4. Miracles do happen, especially when a community comes together. The community I live in is by no means perfect. There have been many instances when someone who has less visibility in the community gets stricken by an ailment and nothing is done, but there have also been many instances of the community coming together to pray and search for a way to help. For example, when one student was diagnosed with cancer, a community prayer vigil was held and for several months prayers were lifted up. As much as it blows all of my human understanding to say this, the student’s cancer is now gone. I am in no way saying it was just because the community came together and prayed for them, but I do believe that this was an act of God. I am so proud to be a part of a community that prays together and supports each other.
Yes, there are things wrong with my community. Yes, there are many things I would like to change about it. But no, I don’t think it needs to be re-vamped to model what the world looks like today.

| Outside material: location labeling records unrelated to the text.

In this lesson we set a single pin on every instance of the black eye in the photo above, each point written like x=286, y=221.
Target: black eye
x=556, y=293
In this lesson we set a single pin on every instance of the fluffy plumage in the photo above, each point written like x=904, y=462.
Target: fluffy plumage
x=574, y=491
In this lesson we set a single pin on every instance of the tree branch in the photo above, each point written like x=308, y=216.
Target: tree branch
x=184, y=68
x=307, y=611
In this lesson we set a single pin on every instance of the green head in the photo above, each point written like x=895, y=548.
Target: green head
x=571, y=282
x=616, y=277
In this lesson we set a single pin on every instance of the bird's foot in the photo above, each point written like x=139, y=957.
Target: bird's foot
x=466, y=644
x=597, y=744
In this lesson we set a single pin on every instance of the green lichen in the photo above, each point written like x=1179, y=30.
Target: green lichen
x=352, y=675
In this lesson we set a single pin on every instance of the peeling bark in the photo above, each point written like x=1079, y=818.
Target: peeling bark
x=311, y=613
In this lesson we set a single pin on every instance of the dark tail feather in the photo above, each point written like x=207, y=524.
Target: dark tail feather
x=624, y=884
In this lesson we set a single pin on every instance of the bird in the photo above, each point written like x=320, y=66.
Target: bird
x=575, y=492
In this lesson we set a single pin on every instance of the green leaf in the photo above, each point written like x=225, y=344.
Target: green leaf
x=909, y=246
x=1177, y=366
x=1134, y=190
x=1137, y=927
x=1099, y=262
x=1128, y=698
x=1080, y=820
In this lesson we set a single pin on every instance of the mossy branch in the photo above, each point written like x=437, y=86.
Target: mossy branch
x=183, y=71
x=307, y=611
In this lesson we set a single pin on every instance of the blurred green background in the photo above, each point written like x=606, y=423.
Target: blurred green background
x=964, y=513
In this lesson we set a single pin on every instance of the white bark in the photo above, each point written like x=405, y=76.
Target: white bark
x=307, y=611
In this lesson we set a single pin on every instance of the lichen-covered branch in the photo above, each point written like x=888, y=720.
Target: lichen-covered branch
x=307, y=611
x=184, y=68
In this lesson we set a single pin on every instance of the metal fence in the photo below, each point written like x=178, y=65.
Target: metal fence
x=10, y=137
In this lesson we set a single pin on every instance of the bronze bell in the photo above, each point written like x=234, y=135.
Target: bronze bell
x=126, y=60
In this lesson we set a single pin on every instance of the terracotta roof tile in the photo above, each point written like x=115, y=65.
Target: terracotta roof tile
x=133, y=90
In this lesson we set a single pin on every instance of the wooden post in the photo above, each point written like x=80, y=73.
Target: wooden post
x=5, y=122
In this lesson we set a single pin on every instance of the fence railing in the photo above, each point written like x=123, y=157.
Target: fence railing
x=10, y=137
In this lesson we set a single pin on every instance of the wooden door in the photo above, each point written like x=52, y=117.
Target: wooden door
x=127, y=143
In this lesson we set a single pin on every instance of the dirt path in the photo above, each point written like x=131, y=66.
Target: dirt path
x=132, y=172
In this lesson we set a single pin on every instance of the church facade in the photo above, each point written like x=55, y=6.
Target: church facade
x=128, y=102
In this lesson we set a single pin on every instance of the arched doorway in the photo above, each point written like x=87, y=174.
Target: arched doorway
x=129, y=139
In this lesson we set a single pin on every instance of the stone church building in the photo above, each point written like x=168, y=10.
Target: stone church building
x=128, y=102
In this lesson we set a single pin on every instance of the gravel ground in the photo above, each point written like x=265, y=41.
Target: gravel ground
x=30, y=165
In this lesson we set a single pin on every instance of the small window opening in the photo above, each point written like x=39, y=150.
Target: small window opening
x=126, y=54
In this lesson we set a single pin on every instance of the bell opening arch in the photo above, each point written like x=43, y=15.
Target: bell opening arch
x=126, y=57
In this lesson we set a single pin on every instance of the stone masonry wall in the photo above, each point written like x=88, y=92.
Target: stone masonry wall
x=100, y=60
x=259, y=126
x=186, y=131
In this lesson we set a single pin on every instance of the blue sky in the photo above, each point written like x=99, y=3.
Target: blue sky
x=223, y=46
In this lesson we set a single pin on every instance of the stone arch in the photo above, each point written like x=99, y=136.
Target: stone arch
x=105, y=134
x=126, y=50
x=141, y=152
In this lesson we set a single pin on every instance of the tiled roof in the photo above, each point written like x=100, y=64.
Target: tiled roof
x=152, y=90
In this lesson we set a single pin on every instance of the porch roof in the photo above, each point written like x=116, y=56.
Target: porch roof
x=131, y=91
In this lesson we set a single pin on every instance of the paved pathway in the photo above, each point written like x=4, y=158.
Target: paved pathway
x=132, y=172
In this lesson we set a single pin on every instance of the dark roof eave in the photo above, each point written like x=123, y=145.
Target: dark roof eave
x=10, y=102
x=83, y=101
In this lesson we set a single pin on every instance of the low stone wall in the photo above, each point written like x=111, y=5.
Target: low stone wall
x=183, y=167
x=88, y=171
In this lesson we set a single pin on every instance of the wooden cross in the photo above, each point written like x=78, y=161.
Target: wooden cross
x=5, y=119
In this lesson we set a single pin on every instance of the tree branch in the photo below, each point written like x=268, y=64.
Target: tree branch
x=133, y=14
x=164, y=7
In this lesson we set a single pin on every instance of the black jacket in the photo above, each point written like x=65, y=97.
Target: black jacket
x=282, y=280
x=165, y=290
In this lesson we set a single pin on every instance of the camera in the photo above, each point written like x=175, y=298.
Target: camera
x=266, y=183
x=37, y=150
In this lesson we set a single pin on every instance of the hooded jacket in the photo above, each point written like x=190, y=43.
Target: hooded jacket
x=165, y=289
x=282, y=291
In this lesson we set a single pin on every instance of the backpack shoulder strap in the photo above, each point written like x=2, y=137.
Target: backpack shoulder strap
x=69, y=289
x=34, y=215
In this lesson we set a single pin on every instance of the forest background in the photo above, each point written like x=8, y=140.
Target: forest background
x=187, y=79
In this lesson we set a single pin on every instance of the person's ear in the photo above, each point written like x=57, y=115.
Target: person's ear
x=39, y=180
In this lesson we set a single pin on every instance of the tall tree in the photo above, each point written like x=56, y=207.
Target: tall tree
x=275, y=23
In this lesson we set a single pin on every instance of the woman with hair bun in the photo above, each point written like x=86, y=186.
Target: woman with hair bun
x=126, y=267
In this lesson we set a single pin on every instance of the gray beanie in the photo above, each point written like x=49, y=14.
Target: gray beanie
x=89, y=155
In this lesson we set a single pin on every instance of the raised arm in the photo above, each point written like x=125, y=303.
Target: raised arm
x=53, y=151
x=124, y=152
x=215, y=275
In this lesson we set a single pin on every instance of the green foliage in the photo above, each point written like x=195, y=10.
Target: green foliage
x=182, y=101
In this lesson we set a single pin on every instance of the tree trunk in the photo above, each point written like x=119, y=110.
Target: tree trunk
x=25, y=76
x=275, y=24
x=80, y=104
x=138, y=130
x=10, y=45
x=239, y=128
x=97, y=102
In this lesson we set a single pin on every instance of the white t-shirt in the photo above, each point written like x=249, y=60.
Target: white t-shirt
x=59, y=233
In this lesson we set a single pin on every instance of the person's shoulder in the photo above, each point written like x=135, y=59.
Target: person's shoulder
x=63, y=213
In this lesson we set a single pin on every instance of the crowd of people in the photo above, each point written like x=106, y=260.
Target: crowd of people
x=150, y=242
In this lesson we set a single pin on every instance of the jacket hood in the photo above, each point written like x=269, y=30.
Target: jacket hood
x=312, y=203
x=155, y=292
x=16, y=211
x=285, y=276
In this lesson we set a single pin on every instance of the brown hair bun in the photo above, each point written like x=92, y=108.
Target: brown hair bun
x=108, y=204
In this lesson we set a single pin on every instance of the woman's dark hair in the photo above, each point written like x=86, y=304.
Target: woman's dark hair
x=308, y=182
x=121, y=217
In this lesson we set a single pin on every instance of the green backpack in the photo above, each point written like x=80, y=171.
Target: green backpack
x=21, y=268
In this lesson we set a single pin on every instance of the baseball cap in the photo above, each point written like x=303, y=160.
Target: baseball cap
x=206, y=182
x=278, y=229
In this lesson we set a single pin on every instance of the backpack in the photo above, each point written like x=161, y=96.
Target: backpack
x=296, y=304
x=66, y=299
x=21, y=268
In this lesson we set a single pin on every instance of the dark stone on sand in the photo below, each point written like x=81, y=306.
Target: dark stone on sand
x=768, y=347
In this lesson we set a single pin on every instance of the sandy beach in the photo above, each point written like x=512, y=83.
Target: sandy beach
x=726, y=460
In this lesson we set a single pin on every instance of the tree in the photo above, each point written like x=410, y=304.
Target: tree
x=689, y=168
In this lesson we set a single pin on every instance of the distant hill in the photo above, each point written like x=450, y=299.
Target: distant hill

In this post-Christian, post-moral, post-racial, post-every-other-thing-society, where not stepping on toes is valued over speaking with conviction about your beliefs, my community is a beacon that life hasn’t always been the way it is now and that it doesn’t always have to be. I am ever thankful to have been taught these invaluable life lessons from a place that holds little esteem intellectually; sometimes, being intellectual doesn’t make you smart and doesn’t really teach you what you need to know.
Thank you, Teach For America, for placing me in a community that could teach me more than Oxford ever did and more than any Masters or Doctorate ever will. I will continue trying each day to pass on these lessons to my students so that they are aware of the advantages they truly have here in Appalachia.